Keywords: acquired immune deficiency syndrome, cross-sectional studies, health behaviors, health education, tuberculosis
1. Introduction
Tuberculosis (TB) is a chronic infectious disease caused by Mycobacterium tuberculosis and continues to represent one of the most pressing global public health challenges (1, 2). According to the 2024 World Health Organization (WHO) report, an estimated 10.8 million new TB cases and 1.25 million TB-related deaths occurred worldwide, establishing TB as the leading cause of death from a single infectious agent (3). Approximately 62% of these new cases are concentrated in the WHO Southeast Asia and Western Pacific regions. As one of the 30 high-TB-burden countries, China accounts for 6.8% of the global incident TB cases, underscoring the substantial challenges facing national TB prevention and control efforts (3).
Public awareness of TB is a critical component of TB control strategies. A higher level of public awareness promotes policy responsiveness and mitigates TB-related discrimination and stigma (4). Crucially, it is a key determinant in facilitating early case detection, ensuring timely health-seeking behavior, and securing completion of standardized treatment (5, 6), all of which are essential for effectively interrupting community transmission. Since 2016, China has implemented a national TB prevention and control plan and a national TB action plan to achieve the goals of the WHO End TB Strategy. Both plans have established clear objectives for public TB awareness (7).

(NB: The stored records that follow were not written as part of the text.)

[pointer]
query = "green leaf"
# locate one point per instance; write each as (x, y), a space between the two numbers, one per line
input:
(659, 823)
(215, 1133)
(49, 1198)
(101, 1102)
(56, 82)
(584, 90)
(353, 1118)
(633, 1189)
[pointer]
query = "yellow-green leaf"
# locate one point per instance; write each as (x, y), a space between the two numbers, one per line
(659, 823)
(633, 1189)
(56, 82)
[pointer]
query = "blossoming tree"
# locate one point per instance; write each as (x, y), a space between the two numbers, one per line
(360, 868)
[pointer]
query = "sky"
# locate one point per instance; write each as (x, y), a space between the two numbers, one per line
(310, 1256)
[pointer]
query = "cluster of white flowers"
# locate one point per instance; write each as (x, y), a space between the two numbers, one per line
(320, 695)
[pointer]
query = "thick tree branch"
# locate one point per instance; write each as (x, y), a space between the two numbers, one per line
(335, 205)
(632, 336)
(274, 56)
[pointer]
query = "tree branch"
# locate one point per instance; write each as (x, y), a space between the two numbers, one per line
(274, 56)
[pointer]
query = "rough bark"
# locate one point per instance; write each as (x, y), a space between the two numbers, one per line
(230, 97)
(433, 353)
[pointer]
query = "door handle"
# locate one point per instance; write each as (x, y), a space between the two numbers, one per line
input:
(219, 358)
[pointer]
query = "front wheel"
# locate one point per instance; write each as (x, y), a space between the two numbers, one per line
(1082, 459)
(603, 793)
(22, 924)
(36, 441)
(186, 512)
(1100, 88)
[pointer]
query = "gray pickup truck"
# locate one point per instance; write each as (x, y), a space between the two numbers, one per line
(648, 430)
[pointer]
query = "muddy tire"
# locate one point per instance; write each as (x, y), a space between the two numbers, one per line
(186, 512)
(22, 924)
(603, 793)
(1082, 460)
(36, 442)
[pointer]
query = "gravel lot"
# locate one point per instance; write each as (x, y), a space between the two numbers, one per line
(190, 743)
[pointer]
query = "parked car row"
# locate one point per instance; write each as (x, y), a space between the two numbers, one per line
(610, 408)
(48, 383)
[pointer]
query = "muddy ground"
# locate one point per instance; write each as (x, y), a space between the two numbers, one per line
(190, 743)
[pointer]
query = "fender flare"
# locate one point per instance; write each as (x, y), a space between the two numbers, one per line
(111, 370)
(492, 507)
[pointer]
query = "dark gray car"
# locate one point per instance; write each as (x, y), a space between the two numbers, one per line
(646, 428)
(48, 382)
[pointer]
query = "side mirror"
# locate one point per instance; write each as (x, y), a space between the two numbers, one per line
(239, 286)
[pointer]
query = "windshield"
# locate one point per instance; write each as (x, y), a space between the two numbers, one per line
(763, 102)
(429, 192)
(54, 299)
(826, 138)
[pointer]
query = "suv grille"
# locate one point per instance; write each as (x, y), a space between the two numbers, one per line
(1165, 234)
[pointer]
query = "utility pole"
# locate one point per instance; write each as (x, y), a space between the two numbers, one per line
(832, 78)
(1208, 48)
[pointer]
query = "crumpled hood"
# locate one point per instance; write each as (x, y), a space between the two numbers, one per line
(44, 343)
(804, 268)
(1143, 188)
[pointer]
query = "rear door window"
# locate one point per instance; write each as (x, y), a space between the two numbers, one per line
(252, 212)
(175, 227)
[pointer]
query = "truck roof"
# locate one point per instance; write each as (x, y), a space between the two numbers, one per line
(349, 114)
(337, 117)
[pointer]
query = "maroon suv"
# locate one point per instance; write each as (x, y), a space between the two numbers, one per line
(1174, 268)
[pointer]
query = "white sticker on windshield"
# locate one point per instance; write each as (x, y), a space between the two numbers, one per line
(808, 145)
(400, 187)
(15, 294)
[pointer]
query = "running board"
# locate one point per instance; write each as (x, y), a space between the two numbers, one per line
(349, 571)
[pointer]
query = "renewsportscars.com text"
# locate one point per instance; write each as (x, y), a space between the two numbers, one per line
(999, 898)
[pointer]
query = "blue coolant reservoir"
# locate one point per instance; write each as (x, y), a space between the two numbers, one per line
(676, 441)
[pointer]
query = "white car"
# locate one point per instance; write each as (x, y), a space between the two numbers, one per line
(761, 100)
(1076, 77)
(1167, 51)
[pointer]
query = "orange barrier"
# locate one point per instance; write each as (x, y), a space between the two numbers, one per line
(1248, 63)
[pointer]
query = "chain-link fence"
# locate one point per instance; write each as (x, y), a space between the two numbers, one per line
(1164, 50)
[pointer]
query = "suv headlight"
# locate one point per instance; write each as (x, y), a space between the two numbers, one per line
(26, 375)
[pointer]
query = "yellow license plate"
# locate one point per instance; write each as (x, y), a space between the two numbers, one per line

Compared with the general population, people living with HIV (PLWH) face a substantially higher risk—dozens of times greater—of developing TB following infection (8), and TB remains a leading cause of death in this group (3, 9). Acquiring essential TB knowledge, including transmission routes, key symptoms, and preventive measures, is therefore critical for enhancing prevention awareness, promoting protective behaviors, enabling early diagnosis, and reducing the TB-related disease burden among PLWH. However, relevant research on TB knowledge awareness among PLWH is limited both domestically and internationally, and localized data specifically from Central China remain particularly scarce, hindering the development of targeted and effective health-education interventions. To address this gap, this study aimed to investigate TB awareness and identify knowledge gaps among PLWH, offering a scientific foundation for developing tailored health education and promotion strategies.
2. Methods
2.1. Study design and settings
This cross-sectional study, based on face-to-face questionnaire surveys, was conducted from October to December 2024 in Xiangyang City, a prefecture-level city located in Hubei Province, central China. The study targeted PLWH aged 15 years or older and under routine follow-up in Xiangyang City, which comprised 9 county-level administrative divisions and had approximately 2,500 follow-up-eligible PLWH (10).
2.2. Survey methods and data collection
A random proportional sampling strategy was adopted. The sample size was calculated using Zstats v1.0,1 based on the 2022 national overall TB awareness rate of 84.2% among individuals aged ≥ 15 years (11), with a predefined margin of error and a significance level (α) of 0.05. The calculation yielded a minimum required sample size of 205 participants. Considering an expected 15% combined rate of loss to follow-up and non-response, a target sample size of at least 242 participants was set. Participants were then randomly selected in proportion to the distribution of all eligible PLWH under follow-up across 9 county-level administrative divisions.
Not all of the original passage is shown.